Le public, lui, ne se dérobe pas. Malgré les tempêtes médiatiques et les accusations récurrentes sur la promotion d’idées xénophobes ou racistes, Fdesouche a su fidéliser une large communauté. Les soutiens du site voient dans cette ligne éditoriale une respiration face à ce qu’ils perçoivent comme le consensus des grands médias, jugés trop tièdes ou partiaux sur ces questions. D’autres, au contraire, dénoncent une dérive idéologique et la diffusion d’un discours anxiogène.
La mécanique du site est simple, efficace : chaque jour, une sélection d’articles et de réactions, parfois extraits de la presse internationale, parfois issus de blogs ou de contenus vidéo, qui alimentent une conversation continue sur les sujets qui agitent la société française. S’il divise, Fdesouche reste une vigie, ou un poil à gratter, pour ceux qui suivent l’actualité politique sous un angle différent.
Concurrents et alternatives à Fdesouche
Impossible d’ignorer que la concurrence foisonne. Parmi les plateformes qui occupent le terrain, deux mastodontes institutionnels se démarquent : Impots.gouv.fr et laposte.fr, certes, ils opèrent sur d’autres segments, mais leur puissance de feu en termes d’audience vaut le détour.
Impots.gouv.fr
Le site officiel de la Direction Générale des Finances Publiques (DGFiP) ne traite pas de politique au sens partisan, mais son trafic propulse la plateforme dans les sommets du web français. Impots.gouv.fr permet à chacun d’effectuer ses démarches fiscales, de consulter ses avis d’imposition ou de régler ses paiements en ligne. Mais ce n’est pas tout : la plateforme propose aussi un ensemble de ressources sur l’impôt sur le revenu, la taxe foncière, la fiscalité du patrimoine ou le prélèvement à la source.

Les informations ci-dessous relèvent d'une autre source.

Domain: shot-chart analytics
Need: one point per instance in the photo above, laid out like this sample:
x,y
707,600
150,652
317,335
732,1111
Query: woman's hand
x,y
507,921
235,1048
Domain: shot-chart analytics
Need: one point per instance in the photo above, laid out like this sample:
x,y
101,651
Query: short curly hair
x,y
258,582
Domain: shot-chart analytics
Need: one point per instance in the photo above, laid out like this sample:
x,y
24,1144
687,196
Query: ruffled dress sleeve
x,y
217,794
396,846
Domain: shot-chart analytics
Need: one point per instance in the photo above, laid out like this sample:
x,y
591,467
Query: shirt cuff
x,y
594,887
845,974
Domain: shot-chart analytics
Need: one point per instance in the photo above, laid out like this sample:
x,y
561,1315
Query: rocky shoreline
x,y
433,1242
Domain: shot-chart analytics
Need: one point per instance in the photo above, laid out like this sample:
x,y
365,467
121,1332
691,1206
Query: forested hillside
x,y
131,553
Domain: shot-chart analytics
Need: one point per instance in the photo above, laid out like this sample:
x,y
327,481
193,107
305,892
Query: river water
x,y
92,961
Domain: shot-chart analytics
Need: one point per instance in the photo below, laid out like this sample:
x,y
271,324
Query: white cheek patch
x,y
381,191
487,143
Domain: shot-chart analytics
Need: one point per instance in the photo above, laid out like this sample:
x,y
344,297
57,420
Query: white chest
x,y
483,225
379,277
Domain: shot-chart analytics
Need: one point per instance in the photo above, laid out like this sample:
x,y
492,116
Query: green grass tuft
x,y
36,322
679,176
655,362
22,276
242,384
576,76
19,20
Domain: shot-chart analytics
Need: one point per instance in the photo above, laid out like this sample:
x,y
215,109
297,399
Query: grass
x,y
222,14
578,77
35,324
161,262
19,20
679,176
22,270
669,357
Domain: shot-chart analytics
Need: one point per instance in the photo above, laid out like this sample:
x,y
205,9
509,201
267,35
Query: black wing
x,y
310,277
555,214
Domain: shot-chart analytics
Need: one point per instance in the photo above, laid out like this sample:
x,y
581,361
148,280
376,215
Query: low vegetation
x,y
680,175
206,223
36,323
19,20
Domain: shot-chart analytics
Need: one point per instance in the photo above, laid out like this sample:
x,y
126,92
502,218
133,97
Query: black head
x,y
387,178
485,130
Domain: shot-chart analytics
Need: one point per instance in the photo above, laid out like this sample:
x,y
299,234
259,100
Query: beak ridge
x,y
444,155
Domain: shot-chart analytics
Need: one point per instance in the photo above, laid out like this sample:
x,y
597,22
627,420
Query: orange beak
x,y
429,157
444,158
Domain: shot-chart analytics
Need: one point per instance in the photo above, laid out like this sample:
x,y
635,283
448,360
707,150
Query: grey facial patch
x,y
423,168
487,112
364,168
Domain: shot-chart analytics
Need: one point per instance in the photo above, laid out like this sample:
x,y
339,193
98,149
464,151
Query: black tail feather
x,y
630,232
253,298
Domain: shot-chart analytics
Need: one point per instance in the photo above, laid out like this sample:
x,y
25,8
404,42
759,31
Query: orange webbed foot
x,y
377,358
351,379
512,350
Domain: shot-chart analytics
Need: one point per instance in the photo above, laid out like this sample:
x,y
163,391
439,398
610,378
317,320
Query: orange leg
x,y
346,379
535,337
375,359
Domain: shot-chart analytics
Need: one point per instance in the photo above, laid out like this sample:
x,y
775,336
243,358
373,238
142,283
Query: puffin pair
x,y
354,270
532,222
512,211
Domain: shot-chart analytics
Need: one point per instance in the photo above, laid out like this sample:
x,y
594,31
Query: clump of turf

Le mois dernier, Impots.gouv.fr a enregistré 30,2 millions de visites. À titre de comparaison, Fdesouche.com plafonne à 3,9 millions. L’écart donne la mesure de l’influence numérique des sites institutionnels, même si la nature des contenus n’a rien à voir.
laposte.fr
Du côté de laposte.fr, l’offre s’adresse à tous ceux qui doivent envoyer un colis, acheter un timbre ou gérer leur boîte postale depuis leur salon. Voici quelques exemples concrets de services mis en avant par la plateforme :
- envoi de colis et de courrier
- suivi des bagages
- gestion de la boîte postale
- achat de timbres-poste
Laposte.fr attire chaque mois 31,5 millions de visites. En face, Fdesouche.com maintient ses 3,9 millions de visiteurs, mais le temps passé sur le site diffère : en moyenne, un internaute reste 5 minutes et 18 secondes sur Fdesouche, contre 3 minutes et 6 secondes sur laposte.fr. Autre détail : les visiteurs de Laposte.fr consultent en moyenne 4,10 pages par session, quand ceux de Fdesouche atteignent 4,23 pages. Le lecteur de Fdesouche, moins nombreux, s’attarde et fouille davantage.
La mosaïque numérique française ne s’arrête pas là. D’autres plateformes, d’autres modèles éditoriaux, rivalisent d’ingéniosité pour capter l’attention et imposer leur lecture de l’actualité. Mais une chose demeure : le paysage médiatique n’a jamais été aussi éclaté, ni la compétition aussi intense. Le verdict, chaque mois, tombe dans les chiffres d’audience, mais la bataille de l’influence, elle, ne se joue pas qu’en statistiques. Qui façonnera demain la conversation politique ? La réponse, comme toujours, reste ouverte à ceux qui osent regarder au-delà des chiffres.